Right now, the processed logfiles and SVGs are stored in /srv/xenon on webperf1002, and processing runs via cron on that host. We would like to run the pipeline in a more distributed manner (T227026), increase retention (T200108), and not require bespoke backup/restore/failover procedures for this data. I believe the path forward is thus to store this data in Swift. The analytics cluster was also considered, however the data needs to be externally available via HTTPS on the performance site.

I've done some initial work towards rewriting the cron job to read/write data from a local Swift instance on my laptop. I would like to start running this on real data, initially in parallel with the current pipeline.

This task is to determine replication, etc. settings and create Swift container(s) for this data. As I do not have admin rights in the Swift cluster, some SRE input & assistance is requested.

Event Timeline

Looks like hierdata/(swift|codfw)/params.yaml needs updating, along with the private puppet repo (beforehand).

I'd suggest "performance:xhgui" "performance:arc-lamp" as the Swift account:user. It could have admin rights for "performance" (analogous to our main MediaWiki user, which can create containers automatically)*. Manual container creation can be done via https://wikitech.wikimedia.org/wiki/Swift/How_To#Create_a_container (the "swift" client tool is just doing the HTTP POST for you here).

Great to see this work ! re: authentication and permissions it is indeed like @aaron outlined, we'd be creating a user and that can create containers and upload files at will.

A bunch of questions to get a better idea on the dataset, how big are you expecting this data to get over time ? Does the data need to be replicated in codfw too (assuming you'd be starting to write in eqiad)? Our standard replication within the datacenter is 3x copies. We have a standard rate limit of 30/s write operations (PUT/DELETE/POST), mentioning it in case it is relevant. Also in terms of access to the files, I'd imagine the containers to be public for reads and accessed by reverse proxying via the webserver on the performance website ?

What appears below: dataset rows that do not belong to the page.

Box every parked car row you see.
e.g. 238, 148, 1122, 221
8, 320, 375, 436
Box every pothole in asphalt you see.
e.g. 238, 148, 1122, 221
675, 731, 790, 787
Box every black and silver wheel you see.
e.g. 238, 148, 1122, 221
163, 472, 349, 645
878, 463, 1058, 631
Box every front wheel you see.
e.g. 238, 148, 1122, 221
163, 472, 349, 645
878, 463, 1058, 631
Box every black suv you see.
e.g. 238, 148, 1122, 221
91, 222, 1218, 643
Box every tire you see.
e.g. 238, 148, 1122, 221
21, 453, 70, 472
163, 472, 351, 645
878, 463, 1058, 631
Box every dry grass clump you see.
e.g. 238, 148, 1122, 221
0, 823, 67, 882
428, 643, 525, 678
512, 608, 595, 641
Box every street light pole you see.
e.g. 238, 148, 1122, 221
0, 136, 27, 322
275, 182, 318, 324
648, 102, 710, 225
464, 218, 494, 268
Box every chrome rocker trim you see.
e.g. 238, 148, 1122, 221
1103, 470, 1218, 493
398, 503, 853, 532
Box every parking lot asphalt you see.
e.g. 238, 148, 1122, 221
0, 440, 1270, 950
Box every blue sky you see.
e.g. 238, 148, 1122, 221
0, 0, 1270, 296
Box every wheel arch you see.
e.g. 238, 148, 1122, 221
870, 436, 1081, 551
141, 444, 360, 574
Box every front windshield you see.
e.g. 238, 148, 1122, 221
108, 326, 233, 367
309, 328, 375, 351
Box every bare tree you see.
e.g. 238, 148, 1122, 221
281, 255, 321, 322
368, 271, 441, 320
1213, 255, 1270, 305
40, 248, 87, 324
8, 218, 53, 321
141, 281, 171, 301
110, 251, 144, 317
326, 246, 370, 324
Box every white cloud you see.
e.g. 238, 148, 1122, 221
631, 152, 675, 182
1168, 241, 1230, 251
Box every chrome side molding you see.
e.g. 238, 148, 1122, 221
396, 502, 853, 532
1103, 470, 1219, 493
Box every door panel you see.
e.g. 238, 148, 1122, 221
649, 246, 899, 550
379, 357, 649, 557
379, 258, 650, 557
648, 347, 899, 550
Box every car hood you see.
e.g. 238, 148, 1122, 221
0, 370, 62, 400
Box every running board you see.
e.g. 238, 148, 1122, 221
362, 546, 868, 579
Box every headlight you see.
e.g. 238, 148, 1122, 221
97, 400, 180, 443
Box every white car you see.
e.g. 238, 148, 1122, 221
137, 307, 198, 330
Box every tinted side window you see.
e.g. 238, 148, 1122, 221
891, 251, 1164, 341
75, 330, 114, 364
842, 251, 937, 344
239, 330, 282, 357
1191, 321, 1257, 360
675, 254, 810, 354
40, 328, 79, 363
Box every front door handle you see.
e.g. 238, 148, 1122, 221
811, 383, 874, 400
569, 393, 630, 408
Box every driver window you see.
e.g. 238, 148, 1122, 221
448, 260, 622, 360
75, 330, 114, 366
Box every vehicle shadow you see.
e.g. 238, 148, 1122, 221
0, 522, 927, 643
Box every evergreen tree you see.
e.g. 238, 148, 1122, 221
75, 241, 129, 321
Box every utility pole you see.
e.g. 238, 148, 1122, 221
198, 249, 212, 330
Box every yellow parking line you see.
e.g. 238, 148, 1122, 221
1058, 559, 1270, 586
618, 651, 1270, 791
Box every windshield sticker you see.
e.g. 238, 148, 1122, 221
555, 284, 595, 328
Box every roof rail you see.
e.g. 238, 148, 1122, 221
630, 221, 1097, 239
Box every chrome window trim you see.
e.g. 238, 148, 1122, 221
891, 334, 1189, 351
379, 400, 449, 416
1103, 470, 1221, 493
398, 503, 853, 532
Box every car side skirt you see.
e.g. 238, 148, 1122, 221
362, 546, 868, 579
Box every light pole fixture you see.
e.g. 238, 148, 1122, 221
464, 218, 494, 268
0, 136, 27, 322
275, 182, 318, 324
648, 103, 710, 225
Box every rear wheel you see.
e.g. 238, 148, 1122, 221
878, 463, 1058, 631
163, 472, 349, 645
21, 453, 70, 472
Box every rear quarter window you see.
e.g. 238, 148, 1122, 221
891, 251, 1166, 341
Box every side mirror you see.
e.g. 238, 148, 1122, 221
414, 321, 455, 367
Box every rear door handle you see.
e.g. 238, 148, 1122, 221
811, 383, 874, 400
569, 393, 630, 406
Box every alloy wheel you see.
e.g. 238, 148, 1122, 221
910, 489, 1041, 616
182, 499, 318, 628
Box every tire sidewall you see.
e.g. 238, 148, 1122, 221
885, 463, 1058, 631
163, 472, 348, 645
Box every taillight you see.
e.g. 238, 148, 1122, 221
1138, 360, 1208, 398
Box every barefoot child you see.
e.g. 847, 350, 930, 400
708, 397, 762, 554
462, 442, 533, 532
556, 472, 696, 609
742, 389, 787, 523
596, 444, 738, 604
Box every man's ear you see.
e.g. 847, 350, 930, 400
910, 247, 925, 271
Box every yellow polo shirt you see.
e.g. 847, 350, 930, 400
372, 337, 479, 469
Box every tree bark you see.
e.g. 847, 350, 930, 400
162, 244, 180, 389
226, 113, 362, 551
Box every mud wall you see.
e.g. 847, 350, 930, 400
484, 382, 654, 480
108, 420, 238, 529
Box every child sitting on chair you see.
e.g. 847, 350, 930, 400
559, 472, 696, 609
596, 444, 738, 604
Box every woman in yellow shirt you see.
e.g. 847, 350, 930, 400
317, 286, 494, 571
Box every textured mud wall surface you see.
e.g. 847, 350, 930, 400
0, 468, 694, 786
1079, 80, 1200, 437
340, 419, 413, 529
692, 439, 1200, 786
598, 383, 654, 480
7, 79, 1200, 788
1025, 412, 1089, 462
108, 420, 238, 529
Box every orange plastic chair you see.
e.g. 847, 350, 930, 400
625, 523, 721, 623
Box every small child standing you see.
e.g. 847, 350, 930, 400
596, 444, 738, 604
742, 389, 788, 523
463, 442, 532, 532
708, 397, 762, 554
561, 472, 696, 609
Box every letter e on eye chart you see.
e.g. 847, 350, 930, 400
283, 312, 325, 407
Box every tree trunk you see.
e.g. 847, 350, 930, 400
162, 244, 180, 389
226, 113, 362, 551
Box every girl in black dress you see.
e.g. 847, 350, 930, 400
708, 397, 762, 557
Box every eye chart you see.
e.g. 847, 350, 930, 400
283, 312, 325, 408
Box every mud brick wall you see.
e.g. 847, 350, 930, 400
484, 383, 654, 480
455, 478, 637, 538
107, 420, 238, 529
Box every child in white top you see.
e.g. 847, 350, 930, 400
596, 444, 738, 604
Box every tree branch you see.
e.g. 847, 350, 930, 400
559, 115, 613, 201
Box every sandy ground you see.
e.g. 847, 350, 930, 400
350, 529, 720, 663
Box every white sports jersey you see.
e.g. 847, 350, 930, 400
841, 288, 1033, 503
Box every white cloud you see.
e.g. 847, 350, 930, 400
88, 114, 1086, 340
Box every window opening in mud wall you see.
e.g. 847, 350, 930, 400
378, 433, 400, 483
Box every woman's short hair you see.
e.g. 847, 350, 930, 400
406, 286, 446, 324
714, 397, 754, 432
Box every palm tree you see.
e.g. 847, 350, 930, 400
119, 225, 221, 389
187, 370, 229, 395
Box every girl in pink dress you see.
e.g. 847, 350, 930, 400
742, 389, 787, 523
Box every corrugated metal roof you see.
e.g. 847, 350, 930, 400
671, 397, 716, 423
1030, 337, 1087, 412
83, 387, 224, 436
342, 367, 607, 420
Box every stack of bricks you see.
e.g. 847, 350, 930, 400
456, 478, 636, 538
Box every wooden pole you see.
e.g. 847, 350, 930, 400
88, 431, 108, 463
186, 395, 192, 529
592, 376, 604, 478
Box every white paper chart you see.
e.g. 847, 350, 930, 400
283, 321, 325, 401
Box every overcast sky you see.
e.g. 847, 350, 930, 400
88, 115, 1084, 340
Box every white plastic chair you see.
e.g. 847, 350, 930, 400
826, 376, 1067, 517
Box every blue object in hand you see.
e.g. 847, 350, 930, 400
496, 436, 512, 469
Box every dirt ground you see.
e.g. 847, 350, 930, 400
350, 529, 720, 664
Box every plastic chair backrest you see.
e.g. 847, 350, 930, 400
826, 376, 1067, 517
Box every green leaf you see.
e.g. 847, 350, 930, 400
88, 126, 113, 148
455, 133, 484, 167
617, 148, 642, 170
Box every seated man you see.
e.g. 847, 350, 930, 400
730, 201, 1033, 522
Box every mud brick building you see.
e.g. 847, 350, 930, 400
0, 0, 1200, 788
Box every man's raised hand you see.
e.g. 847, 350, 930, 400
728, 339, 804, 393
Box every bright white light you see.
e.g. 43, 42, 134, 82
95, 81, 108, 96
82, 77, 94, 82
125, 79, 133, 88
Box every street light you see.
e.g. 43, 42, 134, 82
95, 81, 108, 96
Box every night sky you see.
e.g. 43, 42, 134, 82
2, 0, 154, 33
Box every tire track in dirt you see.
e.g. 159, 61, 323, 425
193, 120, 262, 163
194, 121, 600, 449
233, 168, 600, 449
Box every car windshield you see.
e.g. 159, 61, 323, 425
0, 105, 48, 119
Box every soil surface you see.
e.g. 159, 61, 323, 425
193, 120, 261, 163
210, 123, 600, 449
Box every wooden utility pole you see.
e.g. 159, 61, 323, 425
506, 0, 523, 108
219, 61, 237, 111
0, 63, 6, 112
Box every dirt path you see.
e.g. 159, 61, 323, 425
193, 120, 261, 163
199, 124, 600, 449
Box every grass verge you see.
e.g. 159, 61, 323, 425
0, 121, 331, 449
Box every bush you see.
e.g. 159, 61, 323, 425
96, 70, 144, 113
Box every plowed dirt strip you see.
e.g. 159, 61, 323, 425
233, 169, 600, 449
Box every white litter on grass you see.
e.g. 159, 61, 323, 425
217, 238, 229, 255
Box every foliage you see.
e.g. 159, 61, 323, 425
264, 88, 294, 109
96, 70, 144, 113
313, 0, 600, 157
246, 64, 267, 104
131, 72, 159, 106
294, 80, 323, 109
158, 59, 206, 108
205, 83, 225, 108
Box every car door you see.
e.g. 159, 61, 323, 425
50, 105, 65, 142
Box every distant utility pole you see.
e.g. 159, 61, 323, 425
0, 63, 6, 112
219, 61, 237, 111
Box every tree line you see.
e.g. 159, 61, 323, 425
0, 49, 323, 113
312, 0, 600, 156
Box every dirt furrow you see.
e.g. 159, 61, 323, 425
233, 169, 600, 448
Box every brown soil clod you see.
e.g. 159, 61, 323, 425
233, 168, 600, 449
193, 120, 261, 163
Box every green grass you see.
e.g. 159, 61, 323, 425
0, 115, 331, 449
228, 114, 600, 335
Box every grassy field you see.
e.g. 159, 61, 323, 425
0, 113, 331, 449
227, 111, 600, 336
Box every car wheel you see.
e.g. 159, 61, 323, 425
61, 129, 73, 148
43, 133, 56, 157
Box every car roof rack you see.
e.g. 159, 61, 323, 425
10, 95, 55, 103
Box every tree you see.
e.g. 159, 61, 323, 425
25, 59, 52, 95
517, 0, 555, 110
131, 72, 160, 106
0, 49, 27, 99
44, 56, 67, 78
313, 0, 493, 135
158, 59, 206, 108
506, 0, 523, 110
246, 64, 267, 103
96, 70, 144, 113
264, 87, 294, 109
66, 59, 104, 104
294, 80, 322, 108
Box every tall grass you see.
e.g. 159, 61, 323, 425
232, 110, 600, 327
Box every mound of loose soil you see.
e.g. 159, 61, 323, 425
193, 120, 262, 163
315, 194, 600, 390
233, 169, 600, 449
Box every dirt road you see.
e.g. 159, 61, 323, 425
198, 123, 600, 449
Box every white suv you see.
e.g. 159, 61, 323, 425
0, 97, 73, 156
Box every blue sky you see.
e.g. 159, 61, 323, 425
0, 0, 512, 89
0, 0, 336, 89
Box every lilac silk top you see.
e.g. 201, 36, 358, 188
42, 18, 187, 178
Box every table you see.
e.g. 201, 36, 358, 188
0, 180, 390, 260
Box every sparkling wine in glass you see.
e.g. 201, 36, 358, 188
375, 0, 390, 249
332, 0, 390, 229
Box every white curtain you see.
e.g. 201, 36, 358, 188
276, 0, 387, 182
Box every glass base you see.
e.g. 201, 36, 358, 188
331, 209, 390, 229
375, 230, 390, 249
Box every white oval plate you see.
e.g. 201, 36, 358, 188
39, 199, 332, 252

Looking at yesterday's (2020-02-11) output, it was about 8 GB of (uncompressed) logs and 14 MB of SVGs, and about 800 files total. We can control the sampling interval to regulate how big these get, so let's assume it's relatively constant. I'll have to check if there's a reason we don't compress the logs; I feel like we should, which would dramatically reduce this. (I just now tried gzip -1 on one set of logs, and they went from 4 GB to 479 MB.)

Yes, we want this data to be available in both data centers. Right now, the entire pipeline is duplicated in both places: we read from Redis twice, and generate two sets of files, one in each location. We could save some resources if replication happened at the file level instead. The Redis pubsub channel tracks what data has been consumed, so it shouldn't be too difficult to make processing fail over reliably.

At 800 files/day, we'll be well under the rate limit (assuming it's per-file and not per-block). The only time I could think it'd be an issue would be if the pipeline breaks and we have to backfill data, but so long as exceeding the rate limit generates a unique error, we can add logic to back off if we get throttled.

Are public Swift containers directly accessible? If so, I can think of points both for and against a reverse proxy, instead of linking directly. If Swift reads can only happen from inside, then the reverse proxy is definitely how we'll go.

Compression seems doable. LZMA works well per https://phabricator.wikimedia.org/T235455#5837382 . arclamp-grep would have to change though; maybe grep(fname, search_string) could stream zipped log object contents to lzcat and loop through the resulting lines.

@fgiunchedi How hard is it too set up hourly swift-repl container sync for eqiad <=> codfw for such a container? That seems doable. It might be interesting to try https://docs.openstack.org/swift/latest/overview_container_sync.html for this. It has far less traffic than the MediaWiki upload repos, so it would be lower risk. My concern would be the fact that the daemon that listens to redis will keep appending JSON lines to the objects representing the "current" buckets (daily, hourly) for each endpoint. That might trigger a lot of naive "copy the whole file" writes each time some JSON profiling lines are flushed.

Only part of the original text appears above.